将军们来探讨时,这对父子又想着举一反三是能耐,但举一的那个更能耐。说话的空隙中,本着关心,在街道上找找楚姑娘。
人散开了,看个正着。
她拿个半截棍,对着一个敌兵脑袋狠敲一记,转头嫣然,说了句什么。应该是说这人不再伤人,因为她说完后,另外几位姑娘一拥而上,摘水袋取粮袋,怀里也摸,摸出大块的肉干,大家欣喜不已。
眼前这境遇,能欢畅地笑吗?
但是国舅笑了起来,自言自语道:“这个孩子真是能耐人生的,小能耐。”
上官知无端的欣喜了:“是啊是啊。”
父子收回眼神的路线上,又看了看别的小队,别人收的也不错。
东西都收完,摆出来一座小山般。楚芊眠没有过来,楚云丰过来笑:“侄女儿让我传话,请国舅分派,大家吃饱吃好,歇足了好杀敌。”
上官国舅郑重地道:“老三你再记下,给她记大功!”
把东西分下去,把破城而出的时辰定在四更,天最黑暗的时候。
不时的想着这乱有一天了,其它城门外应该到援兵。
南门外面杀声四起,观战的将军摸着脑袋骂个不停:“女真人!他们是从哪里出来的!长城上面都是死人吗!这么多敌兵,一个也没发现,容他们跑到这里!”
西门和东门外面也差的不远。
官道下面的小树林里,吕胜抱着手臂,好半天没有说话。樊华急不可耐,可怜兮兮地道:“胜哥,我们什么时候回家?父亲还等着我睡觉呢。”
“别烦我!”吕胜很不高兴:“我不是正在想!”
樊华看几眼,还是糊涂:“你不用想吧?你想又不起作用。咱们还是去见那当官的,对他说我们回不了家,让他们赶紧的送我们回家去,父亲还等着我睡觉。”

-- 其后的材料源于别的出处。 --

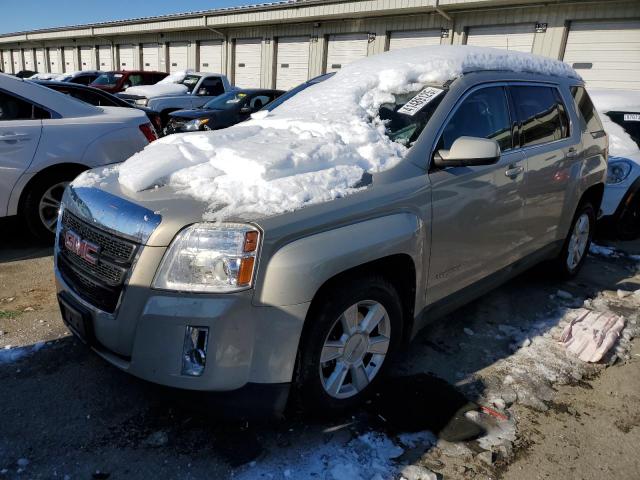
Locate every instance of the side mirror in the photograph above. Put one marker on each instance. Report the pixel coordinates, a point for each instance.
(467, 152)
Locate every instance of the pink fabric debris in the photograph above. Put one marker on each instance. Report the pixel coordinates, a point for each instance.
(591, 334)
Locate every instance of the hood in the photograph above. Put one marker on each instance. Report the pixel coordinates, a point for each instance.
(158, 90)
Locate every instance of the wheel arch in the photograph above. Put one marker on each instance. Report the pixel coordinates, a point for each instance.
(70, 167)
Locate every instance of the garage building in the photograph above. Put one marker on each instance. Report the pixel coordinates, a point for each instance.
(280, 44)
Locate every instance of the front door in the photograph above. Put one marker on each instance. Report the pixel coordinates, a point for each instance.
(20, 128)
(478, 211)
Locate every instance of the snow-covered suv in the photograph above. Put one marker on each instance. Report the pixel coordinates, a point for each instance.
(300, 249)
(178, 91)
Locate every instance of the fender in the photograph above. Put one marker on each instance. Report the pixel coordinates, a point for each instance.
(296, 271)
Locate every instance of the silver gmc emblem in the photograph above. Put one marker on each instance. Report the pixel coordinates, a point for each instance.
(86, 250)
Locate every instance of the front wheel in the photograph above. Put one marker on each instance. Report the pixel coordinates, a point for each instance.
(576, 246)
(350, 340)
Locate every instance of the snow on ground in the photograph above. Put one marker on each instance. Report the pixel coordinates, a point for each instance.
(11, 354)
(316, 146)
(527, 376)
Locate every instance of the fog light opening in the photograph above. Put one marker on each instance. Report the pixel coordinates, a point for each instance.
(194, 351)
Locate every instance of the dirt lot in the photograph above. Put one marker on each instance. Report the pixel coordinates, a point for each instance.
(65, 413)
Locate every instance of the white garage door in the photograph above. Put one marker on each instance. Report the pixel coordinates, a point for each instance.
(55, 64)
(29, 63)
(293, 62)
(248, 62)
(605, 54)
(86, 58)
(6, 61)
(178, 56)
(104, 58)
(69, 59)
(415, 38)
(41, 63)
(126, 57)
(344, 49)
(151, 57)
(510, 37)
(211, 56)
(17, 60)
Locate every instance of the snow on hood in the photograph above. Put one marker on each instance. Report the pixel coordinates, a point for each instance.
(620, 143)
(169, 85)
(316, 146)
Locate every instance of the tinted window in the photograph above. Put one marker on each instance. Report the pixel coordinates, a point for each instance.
(211, 87)
(483, 114)
(12, 108)
(588, 116)
(541, 114)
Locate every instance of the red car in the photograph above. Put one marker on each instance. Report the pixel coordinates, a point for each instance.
(114, 82)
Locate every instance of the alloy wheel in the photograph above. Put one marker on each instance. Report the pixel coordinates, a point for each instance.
(355, 349)
(49, 205)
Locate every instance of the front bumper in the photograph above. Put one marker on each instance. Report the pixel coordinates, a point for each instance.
(145, 335)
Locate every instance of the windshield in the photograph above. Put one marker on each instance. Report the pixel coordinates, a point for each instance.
(227, 101)
(190, 81)
(107, 79)
(629, 121)
(406, 117)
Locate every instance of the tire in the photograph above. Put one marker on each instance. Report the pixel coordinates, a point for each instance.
(576, 245)
(42, 201)
(316, 380)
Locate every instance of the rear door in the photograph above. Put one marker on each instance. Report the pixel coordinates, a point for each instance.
(551, 151)
(20, 130)
(478, 210)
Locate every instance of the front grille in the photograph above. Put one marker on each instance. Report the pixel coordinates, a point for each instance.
(99, 284)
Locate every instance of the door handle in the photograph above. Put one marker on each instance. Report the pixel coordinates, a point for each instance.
(513, 171)
(572, 152)
(12, 137)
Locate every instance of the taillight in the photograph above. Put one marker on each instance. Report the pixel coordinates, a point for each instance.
(149, 132)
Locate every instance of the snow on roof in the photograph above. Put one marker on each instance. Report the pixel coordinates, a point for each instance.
(316, 146)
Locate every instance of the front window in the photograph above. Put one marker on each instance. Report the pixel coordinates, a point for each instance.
(405, 117)
(483, 114)
(227, 101)
(108, 79)
(190, 82)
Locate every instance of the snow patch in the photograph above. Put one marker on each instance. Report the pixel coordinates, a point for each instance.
(316, 146)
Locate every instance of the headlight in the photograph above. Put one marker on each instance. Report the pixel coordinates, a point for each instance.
(195, 124)
(618, 171)
(207, 257)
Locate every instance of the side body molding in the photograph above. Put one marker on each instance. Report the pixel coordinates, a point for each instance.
(296, 271)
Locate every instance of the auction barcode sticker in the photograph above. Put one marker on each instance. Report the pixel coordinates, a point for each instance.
(414, 105)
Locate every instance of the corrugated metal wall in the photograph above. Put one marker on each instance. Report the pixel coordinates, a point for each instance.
(376, 18)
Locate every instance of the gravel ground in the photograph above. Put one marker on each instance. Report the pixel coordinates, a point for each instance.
(65, 413)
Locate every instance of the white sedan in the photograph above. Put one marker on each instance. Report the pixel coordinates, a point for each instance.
(620, 115)
(48, 138)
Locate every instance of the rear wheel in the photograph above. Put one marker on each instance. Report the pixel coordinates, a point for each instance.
(576, 246)
(351, 338)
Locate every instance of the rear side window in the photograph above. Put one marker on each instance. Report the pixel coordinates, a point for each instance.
(589, 119)
(13, 108)
(483, 114)
(541, 113)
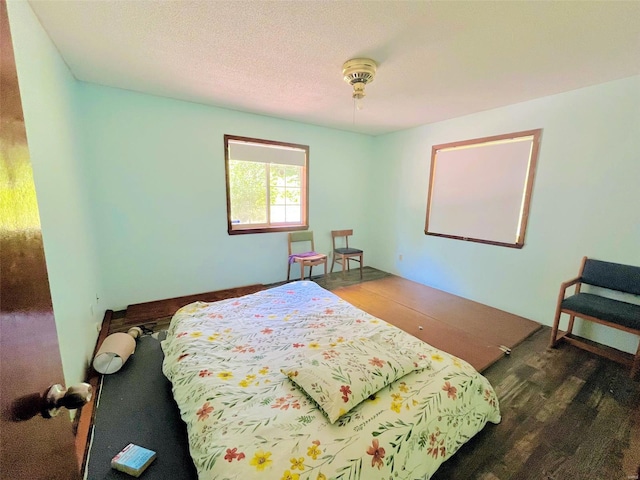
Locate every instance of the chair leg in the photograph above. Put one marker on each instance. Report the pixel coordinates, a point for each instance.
(554, 329)
(636, 363)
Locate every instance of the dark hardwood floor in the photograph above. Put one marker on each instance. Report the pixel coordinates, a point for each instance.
(566, 414)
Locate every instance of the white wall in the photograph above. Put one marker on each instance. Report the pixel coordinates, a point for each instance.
(156, 168)
(48, 92)
(586, 201)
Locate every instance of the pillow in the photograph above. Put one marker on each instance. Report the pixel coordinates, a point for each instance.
(339, 378)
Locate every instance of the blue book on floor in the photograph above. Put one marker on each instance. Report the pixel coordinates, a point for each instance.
(133, 459)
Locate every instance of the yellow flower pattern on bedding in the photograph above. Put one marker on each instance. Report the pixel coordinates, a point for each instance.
(246, 420)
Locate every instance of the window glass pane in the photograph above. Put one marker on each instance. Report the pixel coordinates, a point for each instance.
(278, 195)
(278, 175)
(293, 176)
(266, 185)
(278, 214)
(247, 185)
(293, 213)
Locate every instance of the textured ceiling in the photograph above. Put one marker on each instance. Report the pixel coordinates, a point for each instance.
(437, 60)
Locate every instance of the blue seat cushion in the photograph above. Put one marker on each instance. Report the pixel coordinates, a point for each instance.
(615, 311)
(347, 251)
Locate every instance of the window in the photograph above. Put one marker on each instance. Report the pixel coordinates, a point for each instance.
(266, 185)
(480, 189)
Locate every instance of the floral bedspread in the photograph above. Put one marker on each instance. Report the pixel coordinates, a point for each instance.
(247, 420)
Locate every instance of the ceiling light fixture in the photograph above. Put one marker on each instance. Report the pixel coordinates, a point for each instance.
(358, 72)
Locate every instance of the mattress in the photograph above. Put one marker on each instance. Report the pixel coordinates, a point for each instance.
(234, 366)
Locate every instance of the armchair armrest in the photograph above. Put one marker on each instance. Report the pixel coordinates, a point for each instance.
(564, 286)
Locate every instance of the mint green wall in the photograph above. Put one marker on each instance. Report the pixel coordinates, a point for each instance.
(133, 208)
(156, 168)
(585, 201)
(48, 92)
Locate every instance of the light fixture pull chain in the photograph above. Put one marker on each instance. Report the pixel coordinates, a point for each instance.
(354, 110)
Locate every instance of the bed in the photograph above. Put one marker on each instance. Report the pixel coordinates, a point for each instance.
(295, 383)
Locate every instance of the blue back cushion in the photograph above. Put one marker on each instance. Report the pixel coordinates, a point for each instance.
(614, 276)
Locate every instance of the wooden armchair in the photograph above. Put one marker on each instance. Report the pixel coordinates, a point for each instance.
(597, 308)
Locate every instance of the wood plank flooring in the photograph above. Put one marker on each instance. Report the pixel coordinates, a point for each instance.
(472, 331)
(567, 414)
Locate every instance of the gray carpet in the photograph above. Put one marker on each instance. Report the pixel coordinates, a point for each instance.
(136, 406)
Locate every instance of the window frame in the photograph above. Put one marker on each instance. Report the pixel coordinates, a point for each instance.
(304, 187)
(522, 186)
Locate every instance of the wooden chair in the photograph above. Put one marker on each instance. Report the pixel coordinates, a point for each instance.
(595, 307)
(305, 258)
(344, 255)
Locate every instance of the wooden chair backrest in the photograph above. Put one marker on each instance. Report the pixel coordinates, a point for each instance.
(304, 236)
(341, 233)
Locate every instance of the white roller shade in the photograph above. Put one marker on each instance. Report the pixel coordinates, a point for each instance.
(251, 152)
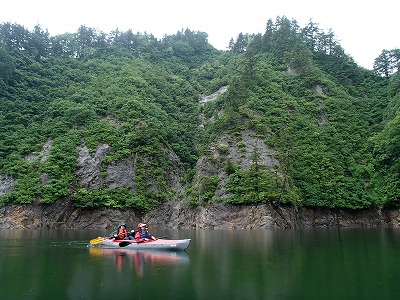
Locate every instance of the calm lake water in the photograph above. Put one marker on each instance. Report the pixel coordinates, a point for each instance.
(219, 264)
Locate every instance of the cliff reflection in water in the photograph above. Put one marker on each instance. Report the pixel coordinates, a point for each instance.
(139, 259)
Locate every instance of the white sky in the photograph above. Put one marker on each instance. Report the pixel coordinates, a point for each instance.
(363, 27)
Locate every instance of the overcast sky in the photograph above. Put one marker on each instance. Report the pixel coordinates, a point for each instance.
(363, 27)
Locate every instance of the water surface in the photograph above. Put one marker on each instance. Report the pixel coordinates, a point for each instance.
(219, 264)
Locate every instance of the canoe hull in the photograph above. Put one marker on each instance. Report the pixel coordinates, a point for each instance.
(160, 244)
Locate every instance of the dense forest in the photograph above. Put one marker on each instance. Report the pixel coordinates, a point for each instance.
(331, 128)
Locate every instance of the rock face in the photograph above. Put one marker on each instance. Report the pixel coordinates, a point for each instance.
(177, 215)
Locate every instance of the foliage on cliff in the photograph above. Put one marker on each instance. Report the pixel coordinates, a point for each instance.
(333, 126)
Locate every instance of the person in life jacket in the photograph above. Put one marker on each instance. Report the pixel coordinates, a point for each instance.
(121, 233)
(143, 234)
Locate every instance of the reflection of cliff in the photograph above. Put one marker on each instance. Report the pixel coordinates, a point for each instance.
(140, 258)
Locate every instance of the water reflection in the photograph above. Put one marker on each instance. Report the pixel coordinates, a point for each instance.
(139, 259)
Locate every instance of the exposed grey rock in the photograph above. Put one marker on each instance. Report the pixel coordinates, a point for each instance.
(179, 215)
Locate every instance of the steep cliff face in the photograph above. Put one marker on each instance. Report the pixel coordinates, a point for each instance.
(177, 215)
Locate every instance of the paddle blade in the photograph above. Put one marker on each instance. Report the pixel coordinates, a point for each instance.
(96, 241)
(124, 244)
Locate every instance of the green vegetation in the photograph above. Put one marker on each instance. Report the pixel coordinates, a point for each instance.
(333, 125)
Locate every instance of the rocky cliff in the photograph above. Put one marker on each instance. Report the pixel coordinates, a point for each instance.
(177, 215)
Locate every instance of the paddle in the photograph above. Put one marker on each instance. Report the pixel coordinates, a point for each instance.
(127, 243)
(96, 241)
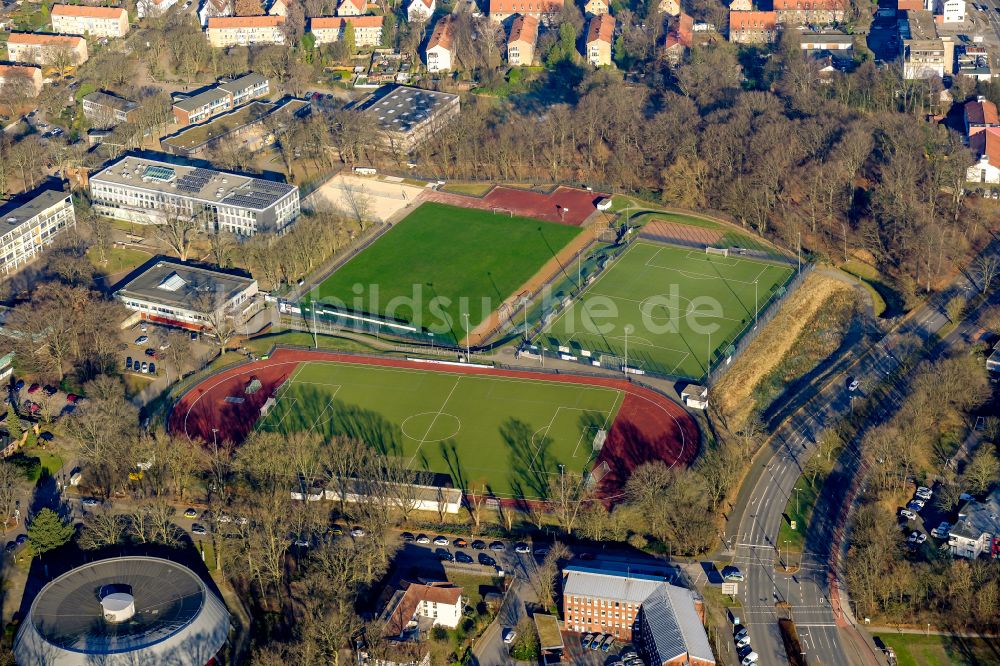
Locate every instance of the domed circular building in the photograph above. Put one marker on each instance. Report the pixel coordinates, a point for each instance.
(127, 610)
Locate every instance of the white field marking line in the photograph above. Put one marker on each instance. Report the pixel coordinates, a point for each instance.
(433, 421)
(329, 404)
(492, 378)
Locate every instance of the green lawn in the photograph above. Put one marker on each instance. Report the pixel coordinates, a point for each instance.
(442, 262)
(672, 306)
(508, 433)
(120, 260)
(942, 650)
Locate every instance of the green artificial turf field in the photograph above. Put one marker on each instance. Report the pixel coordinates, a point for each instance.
(675, 304)
(467, 260)
(510, 434)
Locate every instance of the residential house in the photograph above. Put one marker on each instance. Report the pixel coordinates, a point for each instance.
(985, 145)
(220, 98)
(600, 37)
(974, 62)
(802, 12)
(522, 40)
(438, 53)
(213, 8)
(352, 7)
(925, 53)
(103, 110)
(753, 27)
(670, 7)
(329, 29)
(42, 49)
(245, 30)
(147, 8)
(680, 38)
(89, 21)
(25, 79)
(544, 10)
(980, 114)
(665, 622)
(595, 8)
(30, 224)
(977, 531)
(421, 606)
(420, 10)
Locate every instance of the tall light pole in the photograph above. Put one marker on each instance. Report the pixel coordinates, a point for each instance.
(468, 334)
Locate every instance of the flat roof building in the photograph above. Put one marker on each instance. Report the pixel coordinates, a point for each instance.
(30, 223)
(408, 116)
(220, 98)
(104, 110)
(42, 49)
(90, 21)
(124, 610)
(147, 191)
(178, 294)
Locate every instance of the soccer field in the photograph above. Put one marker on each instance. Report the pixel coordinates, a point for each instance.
(672, 306)
(507, 433)
(443, 261)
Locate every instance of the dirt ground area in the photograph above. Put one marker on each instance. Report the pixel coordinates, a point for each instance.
(733, 394)
(381, 198)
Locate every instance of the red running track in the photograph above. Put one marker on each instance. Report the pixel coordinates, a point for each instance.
(648, 426)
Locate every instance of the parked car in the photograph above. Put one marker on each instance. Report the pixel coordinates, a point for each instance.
(732, 573)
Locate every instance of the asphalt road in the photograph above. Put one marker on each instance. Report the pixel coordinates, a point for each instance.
(754, 543)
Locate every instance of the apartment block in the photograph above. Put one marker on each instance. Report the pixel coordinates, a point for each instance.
(42, 49)
(29, 224)
(329, 29)
(149, 191)
(104, 110)
(226, 31)
(90, 21)
(225, 96)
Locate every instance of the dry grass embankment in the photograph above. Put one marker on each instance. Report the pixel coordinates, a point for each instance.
(735, 394)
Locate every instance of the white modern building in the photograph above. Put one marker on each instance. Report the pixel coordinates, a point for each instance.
(28, 226)
(146, 191)
(977, 531)
(179, 294)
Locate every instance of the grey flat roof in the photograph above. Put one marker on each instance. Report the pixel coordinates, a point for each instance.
(632, 588)
(115, 102)
(245, 81)
(209, 185)
(180, 285)
(674, 624)
(19, 211)
(401, 108)
(201, 99)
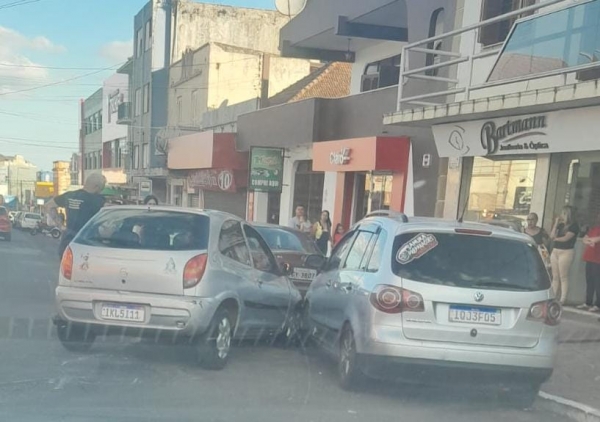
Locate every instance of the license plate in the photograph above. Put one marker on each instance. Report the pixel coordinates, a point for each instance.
(116, 312)
(475, 315)
(304, 274)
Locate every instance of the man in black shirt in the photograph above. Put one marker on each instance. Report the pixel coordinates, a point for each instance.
(80, 205)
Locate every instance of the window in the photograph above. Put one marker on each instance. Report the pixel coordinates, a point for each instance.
(146, 98)
(377, 253)
(468, 261)
(232, 243)
(497, 32)
(381, 74)
(145, 156)
(436, 27)
(138, 102)
(148, 34)
(339, 252)
(179, 109)
(557, 40)
(135, 229)
(140, 42)
(357, 252)
(261, 257)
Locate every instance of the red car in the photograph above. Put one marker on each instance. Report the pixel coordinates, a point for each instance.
(292, 247)
(5, 224)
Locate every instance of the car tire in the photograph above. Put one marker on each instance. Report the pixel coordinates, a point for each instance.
(74, 337)
(215, 346)
(350, 375)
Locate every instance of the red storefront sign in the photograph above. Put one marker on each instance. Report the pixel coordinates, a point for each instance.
(219, 180)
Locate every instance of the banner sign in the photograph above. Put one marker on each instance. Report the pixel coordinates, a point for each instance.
(266, 169)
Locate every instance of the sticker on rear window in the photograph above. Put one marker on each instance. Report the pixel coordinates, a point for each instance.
(416, 247)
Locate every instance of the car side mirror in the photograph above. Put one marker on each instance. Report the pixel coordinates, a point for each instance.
(286, 269)
(315, 261)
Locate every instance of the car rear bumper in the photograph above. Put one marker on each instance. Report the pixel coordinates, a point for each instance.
(456, 374)
(186, 315)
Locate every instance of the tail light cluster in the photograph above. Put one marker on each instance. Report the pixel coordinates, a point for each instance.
(395, 300)
(548, 312)
(66, 264)
(194, 271)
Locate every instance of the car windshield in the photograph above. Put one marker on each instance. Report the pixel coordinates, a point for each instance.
(469, 261)
(145, 230)
(284, 240)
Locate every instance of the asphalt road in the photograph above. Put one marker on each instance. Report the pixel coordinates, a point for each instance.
(124, 380)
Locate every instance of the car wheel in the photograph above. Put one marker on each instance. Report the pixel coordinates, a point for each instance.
(215, 345)
(74, 337)
(349, 373)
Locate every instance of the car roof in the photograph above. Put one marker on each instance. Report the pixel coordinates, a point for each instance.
(396, 224)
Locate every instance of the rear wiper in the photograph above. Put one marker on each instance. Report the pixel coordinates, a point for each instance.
(506, 285)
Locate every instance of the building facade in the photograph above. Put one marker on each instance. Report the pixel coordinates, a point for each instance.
(163, 31)
(515, 119)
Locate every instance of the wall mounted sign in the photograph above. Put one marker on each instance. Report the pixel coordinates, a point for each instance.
(266, 169)
(218, 180)
(340, 158)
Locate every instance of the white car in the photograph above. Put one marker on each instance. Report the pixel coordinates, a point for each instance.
(419, 300)
(30, 220)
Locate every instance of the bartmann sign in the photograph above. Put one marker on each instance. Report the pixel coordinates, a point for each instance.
(559, 131)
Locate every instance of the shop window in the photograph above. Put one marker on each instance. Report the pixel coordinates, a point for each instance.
(381, 74)
(436, 27)
(500, 191)
(497, 32)
(308, 190)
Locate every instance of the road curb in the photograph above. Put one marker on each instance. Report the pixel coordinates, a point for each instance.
(573, 410)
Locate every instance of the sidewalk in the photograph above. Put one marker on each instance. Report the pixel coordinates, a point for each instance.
(577, 373)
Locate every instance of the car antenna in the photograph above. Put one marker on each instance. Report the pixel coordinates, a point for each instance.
(462, 214)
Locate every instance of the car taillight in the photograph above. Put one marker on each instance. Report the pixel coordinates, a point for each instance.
(548, 312)
(395, 300)
(194, 270)
(66, 265)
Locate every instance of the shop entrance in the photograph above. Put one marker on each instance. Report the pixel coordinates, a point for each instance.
(372, 192)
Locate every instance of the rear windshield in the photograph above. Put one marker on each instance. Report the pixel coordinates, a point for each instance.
(469, 261)
(284, 240)
(146, 230)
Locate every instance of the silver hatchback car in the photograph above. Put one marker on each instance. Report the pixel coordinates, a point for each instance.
(200, 276)
(436, 301)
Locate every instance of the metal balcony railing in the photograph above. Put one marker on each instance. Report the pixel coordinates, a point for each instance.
(463, 86)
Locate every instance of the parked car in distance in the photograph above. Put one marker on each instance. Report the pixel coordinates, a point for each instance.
(204, 277)
(5, 225)
(434, 301)
(29, 220)
(293, 247)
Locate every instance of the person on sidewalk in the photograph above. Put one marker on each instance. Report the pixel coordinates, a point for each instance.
(299, 221)
(321, 231)
(591, 257)
(564, 235)
(81, 205)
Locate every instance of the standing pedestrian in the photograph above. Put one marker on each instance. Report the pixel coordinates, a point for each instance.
(322, 232)
(564, 235)
(591, 257)
(80, 205)
(299, 221)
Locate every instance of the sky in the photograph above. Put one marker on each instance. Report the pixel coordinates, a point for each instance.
(54, 53)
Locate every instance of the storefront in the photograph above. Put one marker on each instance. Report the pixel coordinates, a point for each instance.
(370, 175)
(511, 166)
(207, 172)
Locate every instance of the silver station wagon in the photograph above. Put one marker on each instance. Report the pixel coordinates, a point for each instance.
(437, 302)
(203, 276)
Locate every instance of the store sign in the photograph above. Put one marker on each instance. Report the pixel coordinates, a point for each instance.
(340, 158)
(557, 131)
(212, 180)
(266, 169)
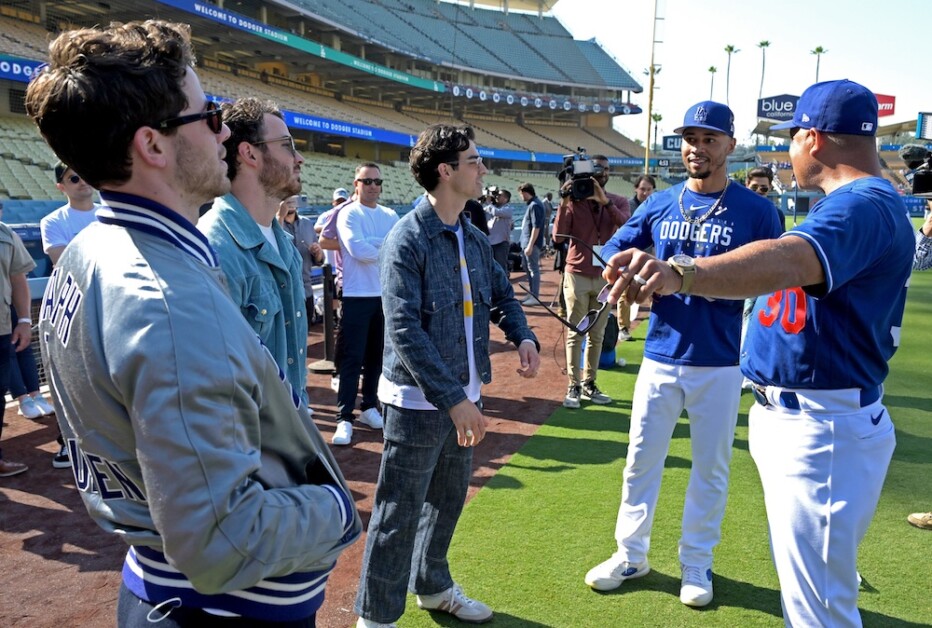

“睡个屁,你就知道睡,你知道现在大乱了吗!”吕胜火了。
樊华不相信:“不可能吧,这是京里。这些人马上就能撵走。”
衣领子一紧,让吕胜揪住拖了几步:“你看,你自己看,城头上旗帜,看到没有。”
樊华看不出来:“旗帜挺高的啊,京里还是咱们的地方,城外又到了兵马,胜哥,咱们还是上前去说说,让他们抓紧点儿,我不回去过夜,父亲不高兴。”
吕胜冷笑:“从白天开始,城外就成片的女真人,没攻过城,拿血挡的是援兵!傻瓜,京都沦陷了!”
“那旗帜是我国的旗!”
“所以我让你看!咱们是白天听到喊杀声回来,路上我还杀了女真人。”
樊华期期艾艾:“我没说你不厉害,你救了我们,谢谢你,再带着我们回家吧。”
说到这里,脾气暴涨:“都是你说城外好玩,带着我出来逛,不然我还坐在家里呢。”
吕胜小声叽咕:“你以为我想在你身上下功夫,你不赶紧学好,我怎么成亲。为让你改性子,天天陪着你,你凭什么不高兴!笨蛋。”
“你说什么?”樊华有感觉:“你在骂我?”
“我在说,敌兵从白天就在,按理应该攻城。京门是高,但不攻城跑这里玩吗?攻城,旗帜却一面不动。这说明,那城墙头上不是有内奸,就是京城让占了。懂了吗?华弟。”吕胜堆出的笑怎么看怎么假。
“不可能不可能,这是京城哎。”
“怎么不可能,这就跟做生意一样,外面虚张声势,桌子底下把钱收了,活也干完了。你这笨蛋,跟你说做生意你也不懂。”